Jauhal April A, Newcomb Richard D
School of Biological Sciences, University of Auckland, Auckland, New Zealand.
The New Zealand Institute for Plant & Food Research, Auckland, New Zealand.
Mol Ecol Resour. 2021 Jul;21(5):1416-1421. doi: 10.1111/1755-0998.13364. Epub 2021 Mar 9.

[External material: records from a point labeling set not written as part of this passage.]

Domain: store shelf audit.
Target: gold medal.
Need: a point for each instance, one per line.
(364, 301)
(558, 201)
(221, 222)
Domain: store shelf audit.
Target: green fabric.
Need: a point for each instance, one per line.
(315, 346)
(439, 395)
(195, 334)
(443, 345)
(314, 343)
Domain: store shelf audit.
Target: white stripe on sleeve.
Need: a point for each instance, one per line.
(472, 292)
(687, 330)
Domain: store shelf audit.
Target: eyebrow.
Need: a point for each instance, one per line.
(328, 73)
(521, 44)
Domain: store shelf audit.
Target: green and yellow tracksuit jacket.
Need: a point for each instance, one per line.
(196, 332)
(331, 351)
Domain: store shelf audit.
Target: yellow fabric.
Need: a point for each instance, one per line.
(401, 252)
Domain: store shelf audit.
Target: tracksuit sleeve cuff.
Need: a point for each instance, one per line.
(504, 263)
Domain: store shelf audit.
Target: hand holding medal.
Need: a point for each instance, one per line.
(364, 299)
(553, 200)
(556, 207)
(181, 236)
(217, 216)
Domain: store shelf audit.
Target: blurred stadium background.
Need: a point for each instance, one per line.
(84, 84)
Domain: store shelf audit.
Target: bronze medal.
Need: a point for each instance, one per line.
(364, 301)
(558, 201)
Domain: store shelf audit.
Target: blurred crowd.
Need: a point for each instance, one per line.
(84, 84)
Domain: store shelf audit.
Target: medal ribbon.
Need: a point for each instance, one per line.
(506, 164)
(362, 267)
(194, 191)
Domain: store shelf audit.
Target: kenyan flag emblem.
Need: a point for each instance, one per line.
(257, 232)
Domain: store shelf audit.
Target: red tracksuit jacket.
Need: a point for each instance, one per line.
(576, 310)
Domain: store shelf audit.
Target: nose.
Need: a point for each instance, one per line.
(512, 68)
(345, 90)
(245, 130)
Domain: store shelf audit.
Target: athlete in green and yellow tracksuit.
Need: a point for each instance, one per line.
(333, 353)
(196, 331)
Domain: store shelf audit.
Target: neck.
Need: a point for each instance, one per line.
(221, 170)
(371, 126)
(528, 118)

With the ever-increasing number of publicly available eukaryotic genome assemblies and user-friendly bioinformatics tools, there are increasing opportunities for researchers to use genomic resources in their research. While there are multiple dimensions to genome quality, it is often reduced to a single score that may not be correlated with other metrics, or appropriate for all applications of an assembly. To assess whether the commonly reported N50 value could reliably predict a separate dimension of genome quality, gene space completeness, we performed a meta-analysis of 611 published articles on eukaryotic genomes that used BUSCO scores, in addition to the typical N50 score. We found that although assemblies with relatively high contig and scaffold N50 values consistently had high BUSCO scores, a high BUSCO score could also be obtained from assemblies with a low N50. This reinforces that despite its ubiquity, N50 is not a perfect proxy for all measures of genome accuracy. Our data also suggests that variations in BUSCO scores among assemblies with poor N50 scores may be related to the number of introns in conserved eukaryotic genes. We stress the importance of screening and evaluating assembly quality based on the appropriate tools and urge increased reporting of additional genome assessment metrics in addition to N50. We also discuss the potential limitations of BUSCO and suggest improvements for assessing gene space within genome assemblies.
随着公开可用的真核生物基因组组装数量不断增加以及生物信息学工具愈发用户友好,研究人员在其研究中使用基因组资源的机会也越来越多。虽然基因组质量有多个维度,但它常常被简化为一个单一分数,该分数可能与其他指标不相关,或者不适用于组装的所有应用。为了评估常用的N50值是否能够可靠地预测基因组质量的一个单独维度——基因空间完整性,我们对611篇已发表的关于真核生物基因组的文章进行了荟萃分析,这些文章除了使用典型的N50分数外,还使用了BUSCO分数。我们发现,尽管具有相对较高的重叠群和支架N50值的组装通常具有较高的BUSCO分数,但低N50值的组装也能获得较高的BUSCO分数。这进一步证明,尽管N50无处不在,但它并非基因组准确性所有衡量指标的完美替代。我们的数据还表明,N50分数较低的组装之间BUSCO分数的差异可能与保守真核基因中的内含子数量有关。我们强调基于适当工具筛选和评估组装质量的重要性,并敦促除了N50之外增加报告其他基因组评估指标。我们还讨论了BUSCO的潜在局限性,并提出了评估基因组组装内基因空间的改进方法。